With the United States already irritated by talk during Khatami's trip of new Russian arms sales to Iran, U.S. President George W. Bush announced Tuesday that sanctions against Tehran would stay.

He also added to tensions with Russia by saying Moscow was not an enemy for the United States, but could be a threat. "Iran and Russia play an important role in the region and make a major contribution to its security, establishing peace and security and supporting its economic growth and development," Khatami told the Duma.

Referring to Russia's aid to Iran to build a nuclear power plant in the Gulf port of Bushehr, which Washington says could help Tehran build nuclear weapons, Khatami made one of several indirect but clear criticisms of the United States. "This political will and decisiveness is shown by Russia's positive and praiseworthy approach to attempts to hamper cooperation between our two states, especially in the field of the peaceful use of atomic energy," he said.

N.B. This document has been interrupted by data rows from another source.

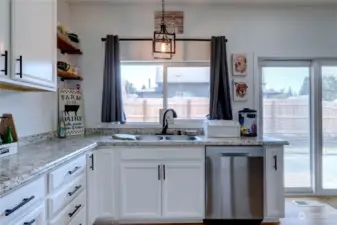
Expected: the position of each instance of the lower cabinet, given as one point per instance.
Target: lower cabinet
(162, 187)
(162, 190)
(274, 183)
(36, 217)
(100, 184)
(140, 189)
(146, 184)
(183, 193)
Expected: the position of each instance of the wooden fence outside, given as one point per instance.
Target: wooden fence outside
(280, 116)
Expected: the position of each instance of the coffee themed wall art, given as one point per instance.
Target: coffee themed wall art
(239, 64)
(240, 91)
(71, 110)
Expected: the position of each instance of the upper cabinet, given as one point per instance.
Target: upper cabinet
(28, 45)
(34, 41)
(4, 37)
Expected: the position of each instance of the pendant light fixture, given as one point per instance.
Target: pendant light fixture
(164, 43)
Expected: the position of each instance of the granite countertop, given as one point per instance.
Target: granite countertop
(36, 159)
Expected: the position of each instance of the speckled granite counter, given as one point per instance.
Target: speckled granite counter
(36, 159)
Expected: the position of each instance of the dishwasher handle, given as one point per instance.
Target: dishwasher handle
(235, 154)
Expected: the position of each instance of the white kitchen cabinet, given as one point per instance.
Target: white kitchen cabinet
(33, 25)
(274, 183)
(36, 217)
(140, 190)
(183, 190)
(4, 37)
(101, 184)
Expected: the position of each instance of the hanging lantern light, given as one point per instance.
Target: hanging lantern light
(164, 43)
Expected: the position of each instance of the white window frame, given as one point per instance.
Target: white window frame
(316, 135)
(166, 64)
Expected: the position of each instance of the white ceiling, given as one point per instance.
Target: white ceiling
(295, 2)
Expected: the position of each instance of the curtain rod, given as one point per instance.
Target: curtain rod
(150, 39)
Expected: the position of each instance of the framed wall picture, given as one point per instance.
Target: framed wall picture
(240, 91)
(239, 64)
(71, 110)
(174, 21)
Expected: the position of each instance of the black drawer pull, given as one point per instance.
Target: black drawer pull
(74, 191)
(29, 223)
(20, 65)
(24, 202)
(74, 170)
(275, 162)
(5, 70)
(76, 209)
(92, 162)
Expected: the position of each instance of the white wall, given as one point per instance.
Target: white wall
(258, 31)
(34, 112)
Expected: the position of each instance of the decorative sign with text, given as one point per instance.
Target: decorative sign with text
(71, 110)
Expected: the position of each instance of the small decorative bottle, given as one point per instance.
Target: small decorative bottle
(8, 139)
(62, 127)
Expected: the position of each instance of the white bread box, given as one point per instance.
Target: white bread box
(221, 129)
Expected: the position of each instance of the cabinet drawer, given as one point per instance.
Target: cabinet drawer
(163, 153)
(66, 173)
(21, 201)
(36, 217)
(80, 218)
(65, 195)
(71, 210)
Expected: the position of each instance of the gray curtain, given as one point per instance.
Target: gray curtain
(112, 105)
(220, 100)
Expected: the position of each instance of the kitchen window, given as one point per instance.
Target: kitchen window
(149, 87)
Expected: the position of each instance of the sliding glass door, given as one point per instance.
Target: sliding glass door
(300, 105)
(329, 128)
(286, 115)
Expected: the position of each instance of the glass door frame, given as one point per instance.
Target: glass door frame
(317, 69)
(294, 63)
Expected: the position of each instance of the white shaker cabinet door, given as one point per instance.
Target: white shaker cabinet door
(183, 190)
(274, 183)
(4, 38)
(100, 185)
(140, 190)
(36, 217)
(34, 41)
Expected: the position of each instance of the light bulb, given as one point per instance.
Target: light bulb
(163, 47)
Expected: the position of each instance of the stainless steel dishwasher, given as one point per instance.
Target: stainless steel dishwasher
(234, 183)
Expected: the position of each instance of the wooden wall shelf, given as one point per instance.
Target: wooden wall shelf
(68, 76)
(66, 46)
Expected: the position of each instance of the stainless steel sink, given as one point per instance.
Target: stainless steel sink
(149, 138)
(181, 138)
(166, 138)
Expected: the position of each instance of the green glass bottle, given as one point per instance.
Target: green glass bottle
(62, 128)
(8, 136)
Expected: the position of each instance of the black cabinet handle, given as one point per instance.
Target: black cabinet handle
(76, 209)
(20, 63)
(275, 162)
(92, 162)
(22, 203)
(74, 191)
(74, 170)
(29, 223)
(5, 70)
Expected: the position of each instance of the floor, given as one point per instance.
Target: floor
(301, 215)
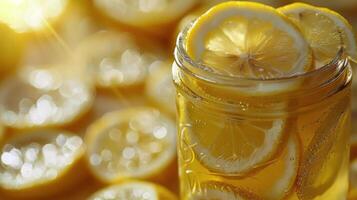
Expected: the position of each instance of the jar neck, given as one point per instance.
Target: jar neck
(242, 95)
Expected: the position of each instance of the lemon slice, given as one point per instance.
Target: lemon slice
(247, 144)
(132, 143)
(280, 175)
(116, 59)
(40, 163)
(30, 15)
(245, 39)
(325, 30)
(220, 191)
(134, 190)
(143, 13)
(160, 88)
(43, 96)
(320, 164)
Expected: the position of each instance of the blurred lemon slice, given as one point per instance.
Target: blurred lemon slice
(247, 144)
(11, 48)
(325, 30)
(273, 3)
(134, 190)
(220, 191)
(160, 88)
(40, 163)
(117, 60)
(41, 96)
(145, 13)
(30, 15)
(245, 39)
(318, 170)
(353, 180)
(131, 143)
(353, 174)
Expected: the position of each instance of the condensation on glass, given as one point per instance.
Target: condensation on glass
(284, 138)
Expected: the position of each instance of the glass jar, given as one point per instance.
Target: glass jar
(262, 139)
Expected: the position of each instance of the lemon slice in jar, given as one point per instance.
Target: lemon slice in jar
(248, 40)
(228, 146)
(319, 167)
(217, 190)
(134, 190)
(325, 30)
(144, 13)
(41, 163)
(131, 143)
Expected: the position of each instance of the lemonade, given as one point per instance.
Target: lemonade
(261, 115)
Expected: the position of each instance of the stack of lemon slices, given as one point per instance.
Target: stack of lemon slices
(254, 41)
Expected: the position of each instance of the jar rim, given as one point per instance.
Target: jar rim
(202, 72)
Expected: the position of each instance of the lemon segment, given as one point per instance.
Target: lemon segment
(325, 30)
(132, 143)
(216, 190)
(248, 40)
(318, 171)
(281, 173)
(143, 13)
(247, 144)
(40, 163)
(134, 190)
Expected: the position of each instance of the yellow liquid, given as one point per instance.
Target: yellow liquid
(313, 166)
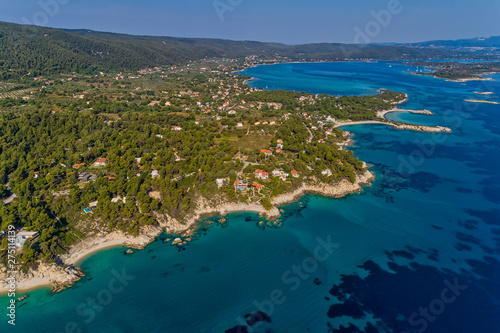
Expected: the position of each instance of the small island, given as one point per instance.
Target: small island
(91, 160)
(457, 71)
(481, 101)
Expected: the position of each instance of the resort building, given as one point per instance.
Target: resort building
(101, 162)
(222, 182)
(241, 185)
(258, 186)
(326, 172)
(266, 152)
(23, 236)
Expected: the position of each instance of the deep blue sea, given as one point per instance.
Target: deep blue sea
(418, 251)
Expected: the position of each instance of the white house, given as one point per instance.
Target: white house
(326, 172)
(222, 182)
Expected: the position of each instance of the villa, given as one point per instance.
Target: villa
(326, 172)
(266, 152)
(23, 236)
(101, 162)
(222, 182)
(241, 185)
(258, 186)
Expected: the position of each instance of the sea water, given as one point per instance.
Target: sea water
(418, 251)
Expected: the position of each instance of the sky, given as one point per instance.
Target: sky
(285, 21)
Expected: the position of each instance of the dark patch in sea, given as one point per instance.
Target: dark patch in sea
(237, 329)
(204, 269)
(463, 247)
(392, 297)
(468, 238)
(257, 317)
(468, 224)
(404, 254)
(491, 217)
(464, 190)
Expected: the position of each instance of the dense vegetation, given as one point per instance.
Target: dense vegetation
(27, 50)
(167, 134)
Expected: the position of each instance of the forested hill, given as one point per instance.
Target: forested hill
(37, 50)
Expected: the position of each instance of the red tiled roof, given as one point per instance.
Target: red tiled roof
(257, 186)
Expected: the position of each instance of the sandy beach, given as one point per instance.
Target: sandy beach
(61, 275)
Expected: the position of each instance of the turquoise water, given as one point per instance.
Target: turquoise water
(430, 220)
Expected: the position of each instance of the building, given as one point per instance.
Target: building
(258, 186)
(222, 182)
(101, 162)
(23, 236)
(241, 185)
(85, 177)
(276, 173)
(266, 152)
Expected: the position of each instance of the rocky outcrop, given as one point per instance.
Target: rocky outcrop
(43, 274)
(337, 190)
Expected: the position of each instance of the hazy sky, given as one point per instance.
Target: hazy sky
(287, 21)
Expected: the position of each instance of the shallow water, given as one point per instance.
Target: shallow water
(429, 221)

Khatami got Russian support after Bush's sanctions news.

"Sanctions are not the way to solve any problems, if such problems exist," Foreign Minister Igor Ivanov was quoted by news agencies as saying after meeting Khatami.

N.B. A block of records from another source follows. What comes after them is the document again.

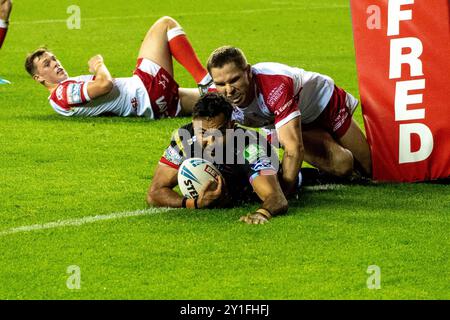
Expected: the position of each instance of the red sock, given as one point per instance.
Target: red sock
(182, 51)
(2, 35)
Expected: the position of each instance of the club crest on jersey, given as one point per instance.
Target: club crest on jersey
(262, 164)
(188, 174)
(74, 93)
(211, 172)
(173, 156)
(275, 95)
(253, 152)
(59, 92)
(196, 163)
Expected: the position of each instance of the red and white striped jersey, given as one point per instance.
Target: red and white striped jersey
(284, 93)
(128, 97)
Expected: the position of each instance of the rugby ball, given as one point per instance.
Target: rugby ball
(193, 175)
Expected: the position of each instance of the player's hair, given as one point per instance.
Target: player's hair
(212, 104)
(225, 55)
(29, 61)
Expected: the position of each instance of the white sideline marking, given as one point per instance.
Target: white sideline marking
(84, 220)
(127, 18)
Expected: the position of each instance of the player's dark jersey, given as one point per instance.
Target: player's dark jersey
(246, 155)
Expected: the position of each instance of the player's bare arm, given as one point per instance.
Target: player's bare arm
(161, 193)
(274, 203)
(103, 82)
(290, 136)
(5, 9)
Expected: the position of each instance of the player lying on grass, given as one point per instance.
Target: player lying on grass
(311, 115)
(251, 170)
(5, 11)
(151, 92)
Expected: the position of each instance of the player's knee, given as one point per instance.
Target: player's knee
(343, 164)
(151, 199)
(167, 22)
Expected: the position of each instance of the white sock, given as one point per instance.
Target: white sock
(175, 32)
(3, 24)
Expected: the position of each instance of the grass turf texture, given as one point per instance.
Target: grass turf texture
(53, 168)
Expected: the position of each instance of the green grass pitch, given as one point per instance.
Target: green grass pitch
(55, 169)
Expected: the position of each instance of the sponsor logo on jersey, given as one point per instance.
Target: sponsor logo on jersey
(162, 104)
(253, 152)
(191, 189)
(211, 172)
(188, 174)
(262, 164)
(198, 162)
(173, 156)
(134, 103)
(74, 93)
(284, 107)
(59, 91)
(275, 95)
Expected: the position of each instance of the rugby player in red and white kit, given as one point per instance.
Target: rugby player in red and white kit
(151, 92)
(311, 115)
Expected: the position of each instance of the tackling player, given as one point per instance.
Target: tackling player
(250, 172)
(151, 92)
(5, 11)
(311, 115)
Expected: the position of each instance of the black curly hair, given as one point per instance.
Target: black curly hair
(212, 104)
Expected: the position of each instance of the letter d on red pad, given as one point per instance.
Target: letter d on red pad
(403, 59)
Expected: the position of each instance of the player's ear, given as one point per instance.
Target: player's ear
(248, 70)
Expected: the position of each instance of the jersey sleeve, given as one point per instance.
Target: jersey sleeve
(173, 156)
(280, 98)
(259, 159)
(71, 94)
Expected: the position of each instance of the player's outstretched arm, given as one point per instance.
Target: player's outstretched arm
(103, 82)
(5, 9)
(290, 136)
(269, 191)
(161, 193)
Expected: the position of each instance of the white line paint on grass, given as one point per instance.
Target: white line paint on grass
(82, 221)
(207, 13)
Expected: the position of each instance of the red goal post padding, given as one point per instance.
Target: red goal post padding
(403, 61)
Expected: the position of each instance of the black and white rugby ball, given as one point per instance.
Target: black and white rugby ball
(194, 174)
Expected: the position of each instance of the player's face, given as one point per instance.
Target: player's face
(211, 132)
(49, 69)
(234, 83)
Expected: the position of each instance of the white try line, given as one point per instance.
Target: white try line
(209, 13)
(84, 220)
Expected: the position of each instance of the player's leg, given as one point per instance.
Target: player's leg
(355, 141)
(165, 39)
(5, 11)
(188, 99)
(323, 152)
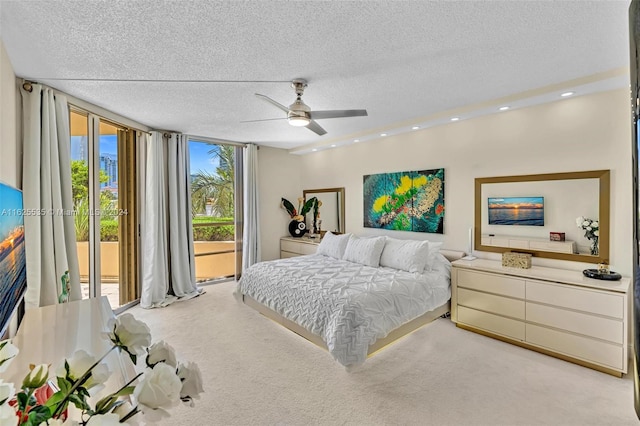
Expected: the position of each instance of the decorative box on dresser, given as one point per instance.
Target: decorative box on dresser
(291, 247)
(554, 311)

Bush, whose administration is avowedly cooler to Russia than that of his predecessor, said Tuesday that Moscow could be a threat if it wanted to be but was not an enemy.

He made the comments as he set out his theories about Russia in relation to the vexed question of missile defense.

U.S. plans to build a Son of Star Wars missile defense shield have angered Russia, which says the shield would be aimed against its nuclear arsenal rather than rogue states, as Washington describes Iran, North Korea and Libya.

U.S. Secretary of State Colin Powell on Wednesday echoed Bush's comments in testimony before the Senate Budget Committee.

"It is not wise to invest in regimes that do not follow international standards of behavior," Powell said.

Powell said the Bush administration will pursue a "realistic" policy toward Moscow, intending to nudge Russia into a better relationship.

Zeroing in on the Russian-Iranian deals, Powell said "we have to be candid with the Russians" and tell them they should not be "investing in weapons sales in countries such as Iran which have no future."

"We don't want an enemy, we want a friend," Powell said, "but we have to be realistic"

Powell told a reporter, meanwhile, that he will ask Sergei Ivanov, head of the Security Council, to provide details of the decision to resume selling arms to Iran after a five-year hiatus.

"What exactly did they agree to? We will try to find that out," Powell said of a impending meeting with Ivanov.

Back in Russia, Khatami flew later on Wednesday to St. Petersburg, where he visited the Hermitage Museum. He was scheduled to visit the Izhora factory on the city's periphery on Thursday, where parts are made for the Busher plant.

The factory makes reactor cores, steam turbines and other special equipment for nuclear reactors. A spokesman said the Iranian order is 90 percent complete and will be delivered by the end of this year.